Kids need fathers who play. Playing is good for their souls. Playing bonds dads with their kids. My theory is that the lack of active play during Covid was a contributor to the anxiety that a lot of kids feel.
Sadly, too many fathers have never been taught some of the simple fundamentals of rough-housing with their kids. This was one of the highlights of my life when my kids were young. And now that they have kids of their own, I’ve got a new generation to throw around.
The photo above is of me and the kiddos in a pool 32 years ago. If you’ve got a pool, or a playground nearby, that’s the best. Ours loved to be thrown off my shoulders into the deep end.
But you really don’t need anything to delight your children. Here are some basic things that dads (and moms) can try out anywhere around the house where there’s a little space.

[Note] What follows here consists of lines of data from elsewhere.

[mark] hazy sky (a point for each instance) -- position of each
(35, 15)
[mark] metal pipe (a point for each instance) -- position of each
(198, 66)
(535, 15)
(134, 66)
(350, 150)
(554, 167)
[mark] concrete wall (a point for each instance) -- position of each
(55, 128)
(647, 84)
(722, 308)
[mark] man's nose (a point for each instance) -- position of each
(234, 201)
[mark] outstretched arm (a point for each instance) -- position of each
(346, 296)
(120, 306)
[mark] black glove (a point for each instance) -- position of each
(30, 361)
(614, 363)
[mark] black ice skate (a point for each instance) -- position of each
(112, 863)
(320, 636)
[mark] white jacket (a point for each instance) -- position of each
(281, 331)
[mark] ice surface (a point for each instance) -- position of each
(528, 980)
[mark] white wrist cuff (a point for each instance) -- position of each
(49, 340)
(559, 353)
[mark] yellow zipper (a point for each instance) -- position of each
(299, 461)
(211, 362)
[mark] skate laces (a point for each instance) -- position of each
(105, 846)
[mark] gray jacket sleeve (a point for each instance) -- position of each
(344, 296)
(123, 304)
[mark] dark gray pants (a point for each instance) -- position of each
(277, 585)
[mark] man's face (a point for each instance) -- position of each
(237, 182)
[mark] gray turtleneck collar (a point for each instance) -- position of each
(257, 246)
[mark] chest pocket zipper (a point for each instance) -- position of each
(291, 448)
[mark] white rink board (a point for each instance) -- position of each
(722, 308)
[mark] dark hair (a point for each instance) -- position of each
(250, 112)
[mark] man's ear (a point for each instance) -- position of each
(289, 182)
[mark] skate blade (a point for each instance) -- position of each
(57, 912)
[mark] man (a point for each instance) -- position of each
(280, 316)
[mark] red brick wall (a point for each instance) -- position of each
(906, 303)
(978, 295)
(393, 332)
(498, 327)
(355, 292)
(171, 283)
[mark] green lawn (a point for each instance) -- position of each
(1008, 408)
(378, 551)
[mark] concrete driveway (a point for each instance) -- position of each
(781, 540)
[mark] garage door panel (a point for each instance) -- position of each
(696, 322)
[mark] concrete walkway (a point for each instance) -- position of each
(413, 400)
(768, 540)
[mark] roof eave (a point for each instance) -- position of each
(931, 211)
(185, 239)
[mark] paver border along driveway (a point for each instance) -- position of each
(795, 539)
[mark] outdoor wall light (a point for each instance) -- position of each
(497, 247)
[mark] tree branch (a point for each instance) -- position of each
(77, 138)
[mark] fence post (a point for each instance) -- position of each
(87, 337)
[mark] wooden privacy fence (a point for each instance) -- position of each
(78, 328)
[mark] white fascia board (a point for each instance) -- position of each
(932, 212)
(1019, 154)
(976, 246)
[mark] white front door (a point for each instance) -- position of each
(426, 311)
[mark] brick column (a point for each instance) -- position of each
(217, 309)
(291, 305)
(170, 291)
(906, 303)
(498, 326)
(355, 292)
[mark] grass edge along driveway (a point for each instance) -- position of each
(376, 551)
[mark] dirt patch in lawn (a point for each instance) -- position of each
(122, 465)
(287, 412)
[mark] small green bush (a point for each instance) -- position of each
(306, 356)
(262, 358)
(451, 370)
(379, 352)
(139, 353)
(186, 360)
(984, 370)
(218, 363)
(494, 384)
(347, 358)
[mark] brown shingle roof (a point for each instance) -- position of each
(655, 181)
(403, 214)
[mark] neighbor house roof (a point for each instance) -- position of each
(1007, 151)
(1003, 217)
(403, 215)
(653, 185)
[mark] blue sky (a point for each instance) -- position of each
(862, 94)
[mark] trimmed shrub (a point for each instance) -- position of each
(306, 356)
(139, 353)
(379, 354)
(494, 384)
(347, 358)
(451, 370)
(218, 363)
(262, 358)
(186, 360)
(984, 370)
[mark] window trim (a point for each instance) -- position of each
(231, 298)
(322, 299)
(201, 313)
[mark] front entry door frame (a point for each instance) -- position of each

Here I’m hoisting Marston onto my shoulders. From there you can race around chasing the other kids.
Ride Away to Boston
You can start your babies out with this one. You say some kind of nursery rhyme like “Ride away to Boston…” (check out this list of “bouncy rhymes”). Here, Remy and Shoshi are doubling up. They are getting a little old for this one, but still love it.
This is perhaps the most basic of the rug games we play. You can actually fit up to three on the horsey if your back is strong. I like to spice it up with special effects and features. For example, on one ride, the horsey will only go if the rider sings a song. And on another, the horsey jiggles the entire time. Kids love it when you throw in creative variations. Or, flip over on your back and play “airplane” by balancing them on your feet.
I like the more advanced games like “Helicopter.” A good helicopter ride brings the kind of smile and laughter to your kid’s face that Remy has here. Our best games were often ones that we invented out in the park. For example, in pushing them on the swing, I gave them 10 levels of pushing to choose from with 10 being “rocket speed” – a push requiring you to gradually push higher and higher until they are in danger of falling out.
Dads – it’s time to get out from behind your phone screens. Your kids need you! They need your rough-housing and laughter. Grandads – if dad isn’t up to it, then you’ve got to take up the slack. They will pay you back in hugs and smiles.
What games did your parents play with you that you still remember? Please share any favorites you’ve got.